Он уже слышал краем уха, что старослужащие часто обижают молодых, но в контакт с "дембелями" не входил.
А тут, в клуб пришли двое дембелей из соседней автороты, вытащили тяжёлый стол на середину и начали играть, звонко щёлкая киями по костяным шарам, не обращая внимания на молодых, занятых уборкой помещения.
Когда "дембеля" закончили игру, то не убирая за собой, пошли на выход и Макс счёл возможным попросить их убрать стол на место. Дембель, тот что поменьше и потоньше, просто взорвался истерикой.
Он почти завизжал: - Что ты сказал - салага! Да я тебя...
Макс нисколечко его криков не испугался, подошёл к истеричному дембелю вплотную, перехватил его руки и сжав их своими ладонями завёл за спину и чуть надавил.
Дембель, выпучив глаза и чувствуя необычную силу молодого солдата, вынужден был изогнуться в обратную сторону и замолчать, находясь в этой унизительной, беспомощной позе.
Макс холодно смотрел в его испуганные ошеломлённые глаза и говорил медленно и спокойно объясняя: - Нам всем сегодня сделали уколы, и поэтому, руки у всех болят, чтобы таскать тяжёлые столы!
Когда он выпустил дембеля, тот матерясь и испуганно озираясь вышел из клуба на ходу крича: - Ну попадёшь ты в автороту, я с тебя с живого не слезу, салага!
Максим промолчал и попросив помочь ему одного из молодых сослуживцев, задвинул бильярдный стол в угол.
Чуть позже, к нему подошёл один из "карантинных" сержантов и с тревогой спросил - Что тут случилось без меня?..
Ему видимо кто-то уже рассказал о происшествии.
Максим коротко, но дельно всё объяснил и сержант, молча посмотрел на него с нескрываемым уважением.

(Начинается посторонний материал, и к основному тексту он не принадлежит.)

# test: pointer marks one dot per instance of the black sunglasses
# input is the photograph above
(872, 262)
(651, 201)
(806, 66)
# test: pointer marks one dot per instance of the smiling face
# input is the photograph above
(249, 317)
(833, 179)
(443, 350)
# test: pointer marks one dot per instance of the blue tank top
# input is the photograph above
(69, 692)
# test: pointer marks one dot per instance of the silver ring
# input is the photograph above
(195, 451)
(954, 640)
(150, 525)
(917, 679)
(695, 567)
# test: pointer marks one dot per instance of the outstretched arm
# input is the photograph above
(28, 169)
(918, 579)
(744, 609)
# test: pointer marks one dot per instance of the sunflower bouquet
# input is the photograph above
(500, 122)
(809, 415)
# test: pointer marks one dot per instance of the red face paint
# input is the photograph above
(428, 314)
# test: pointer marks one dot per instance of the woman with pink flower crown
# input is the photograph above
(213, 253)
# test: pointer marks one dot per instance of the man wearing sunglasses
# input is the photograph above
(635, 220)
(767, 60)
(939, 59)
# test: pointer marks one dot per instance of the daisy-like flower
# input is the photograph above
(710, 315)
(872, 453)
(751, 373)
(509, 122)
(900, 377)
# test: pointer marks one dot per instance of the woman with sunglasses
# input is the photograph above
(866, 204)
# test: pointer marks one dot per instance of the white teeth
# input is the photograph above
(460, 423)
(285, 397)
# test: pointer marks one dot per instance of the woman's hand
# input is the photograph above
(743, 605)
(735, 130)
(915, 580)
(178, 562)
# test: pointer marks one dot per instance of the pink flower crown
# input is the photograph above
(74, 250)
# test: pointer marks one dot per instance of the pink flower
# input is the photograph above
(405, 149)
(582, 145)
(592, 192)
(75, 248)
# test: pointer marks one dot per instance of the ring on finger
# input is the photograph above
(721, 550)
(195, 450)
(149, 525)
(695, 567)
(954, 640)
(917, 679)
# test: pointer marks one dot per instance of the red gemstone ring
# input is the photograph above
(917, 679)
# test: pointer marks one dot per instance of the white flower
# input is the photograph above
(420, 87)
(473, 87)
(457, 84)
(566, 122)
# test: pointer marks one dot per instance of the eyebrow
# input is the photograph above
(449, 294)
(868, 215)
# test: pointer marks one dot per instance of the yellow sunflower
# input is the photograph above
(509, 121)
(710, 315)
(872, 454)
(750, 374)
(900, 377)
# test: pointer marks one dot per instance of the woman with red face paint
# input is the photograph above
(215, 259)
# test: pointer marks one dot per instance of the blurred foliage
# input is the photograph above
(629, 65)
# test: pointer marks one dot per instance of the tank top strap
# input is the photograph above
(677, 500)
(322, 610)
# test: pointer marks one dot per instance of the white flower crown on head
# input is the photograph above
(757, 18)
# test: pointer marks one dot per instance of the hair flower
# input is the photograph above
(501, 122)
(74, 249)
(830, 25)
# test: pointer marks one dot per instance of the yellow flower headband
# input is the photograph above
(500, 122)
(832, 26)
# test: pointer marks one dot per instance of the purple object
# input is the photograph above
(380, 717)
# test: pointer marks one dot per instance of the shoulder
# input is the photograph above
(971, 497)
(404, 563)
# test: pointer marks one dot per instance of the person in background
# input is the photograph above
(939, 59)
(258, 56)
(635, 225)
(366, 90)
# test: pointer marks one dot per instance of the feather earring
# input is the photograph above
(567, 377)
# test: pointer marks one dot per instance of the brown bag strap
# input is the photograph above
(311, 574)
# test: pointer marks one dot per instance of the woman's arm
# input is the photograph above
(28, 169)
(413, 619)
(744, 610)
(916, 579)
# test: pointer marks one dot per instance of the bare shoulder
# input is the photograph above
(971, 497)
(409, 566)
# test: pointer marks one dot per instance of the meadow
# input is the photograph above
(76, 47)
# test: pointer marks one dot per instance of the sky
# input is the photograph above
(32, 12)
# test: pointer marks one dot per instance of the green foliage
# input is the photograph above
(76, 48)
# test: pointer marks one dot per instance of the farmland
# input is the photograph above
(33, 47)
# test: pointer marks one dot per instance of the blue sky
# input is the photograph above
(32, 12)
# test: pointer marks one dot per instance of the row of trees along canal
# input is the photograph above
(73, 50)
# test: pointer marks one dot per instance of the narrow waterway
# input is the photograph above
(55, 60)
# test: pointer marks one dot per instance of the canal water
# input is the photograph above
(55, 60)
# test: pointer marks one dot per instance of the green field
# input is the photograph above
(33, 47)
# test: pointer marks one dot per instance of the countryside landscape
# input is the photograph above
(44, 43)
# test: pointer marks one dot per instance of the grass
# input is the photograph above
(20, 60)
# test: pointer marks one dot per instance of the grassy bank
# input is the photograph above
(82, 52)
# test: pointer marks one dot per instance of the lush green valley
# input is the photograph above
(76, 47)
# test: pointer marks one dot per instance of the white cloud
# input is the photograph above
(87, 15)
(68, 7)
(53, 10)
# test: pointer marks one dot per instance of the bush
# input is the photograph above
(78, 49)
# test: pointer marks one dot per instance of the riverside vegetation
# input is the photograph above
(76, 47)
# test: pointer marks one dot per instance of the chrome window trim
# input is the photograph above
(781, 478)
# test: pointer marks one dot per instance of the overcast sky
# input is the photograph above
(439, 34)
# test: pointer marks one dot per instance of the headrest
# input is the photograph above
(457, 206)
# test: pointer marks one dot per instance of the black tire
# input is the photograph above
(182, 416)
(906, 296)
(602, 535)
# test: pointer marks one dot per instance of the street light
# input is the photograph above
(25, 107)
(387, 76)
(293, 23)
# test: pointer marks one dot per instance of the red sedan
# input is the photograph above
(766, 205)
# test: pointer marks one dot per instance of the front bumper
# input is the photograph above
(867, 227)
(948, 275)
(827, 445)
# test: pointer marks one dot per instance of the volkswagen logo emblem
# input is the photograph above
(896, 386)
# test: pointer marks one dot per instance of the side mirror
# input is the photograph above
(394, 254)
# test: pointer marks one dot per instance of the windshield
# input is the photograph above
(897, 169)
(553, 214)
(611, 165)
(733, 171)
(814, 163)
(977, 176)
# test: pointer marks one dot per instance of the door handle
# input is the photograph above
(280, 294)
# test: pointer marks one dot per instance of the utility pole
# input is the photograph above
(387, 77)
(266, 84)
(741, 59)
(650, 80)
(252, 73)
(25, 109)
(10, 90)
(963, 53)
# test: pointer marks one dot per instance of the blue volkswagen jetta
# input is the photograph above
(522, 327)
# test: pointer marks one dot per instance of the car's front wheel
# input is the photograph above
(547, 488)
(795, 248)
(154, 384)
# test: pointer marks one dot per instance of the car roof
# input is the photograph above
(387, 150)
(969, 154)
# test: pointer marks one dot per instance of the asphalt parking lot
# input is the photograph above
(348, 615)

Он сам служил второй год и знал дембельский гонор очень хорошо. На то, чтобы возразить дембелю, надо было или очень верить в свою силу, или не знать армейских порядков, часто напоминающих тюремные.
Максим действительно был уже бывалый драчун и года полтора назад, ему, в неудачной уличной драке, сломали челюсть.
...Случилось это тогда, когда он начал, почти в одиночку, воевать с поселковыми хулиганами. Его друзья: и Хилков, и Путин и Коля Костромской, силачи и драчуны, были в отъезде и потому, его однажды подкараулили недруги после танцев, в соседнем посёлке...
Подошли неожиданно, затеяли разговор на повышенных тонах и подло, без предупреждения начав драку, смогли нанести ему два зубодробительных удара. Когда он понял, что челюсть сломана, он отбежал в сторону, и подозвав своего дружка, очкарика Юру Логинова, который вступил в драку, объяснил, что челюсть лопнула пополам и надо уходить, чтобы при продолжении драки, не повредить её ещё больше.
В ту ночь, он, из скорой помощи вернулся домой под утро и тихонько, забравшись в ещё не застеленную родительскую кровать, лёг отвернувшись к стене.
Его зубы, между верхней и нижней челюстью, были скреплены проволочными скобами и стянуты резинками.
Мать и отец, услышав его нечленораздельные ответы - мычания, не очень удивились, поохали - поахали и вскоре успокоились - главное, что он был жив!
В посёлке в те времена были и такие хулиганы, которые носили в карманах острые ножички - финки...
Та история в конце концов закончилась. И челюсть у Максима срослась, стала ещё крепче и хулиганы его зауважали, несмотря на кажущееся поражение.
Максима угрозы дембеля вовсе не испугали. Он привык уже, как опытный уличный боец, не бояться угроз по поводу будущего и действовал по обстановке.
Вскоре, время "карантина" закончилось и Максим после распределения попал в батарею управления. Это было, может быть самое привилегированное подразделение в полку, и наверное самое "образованное".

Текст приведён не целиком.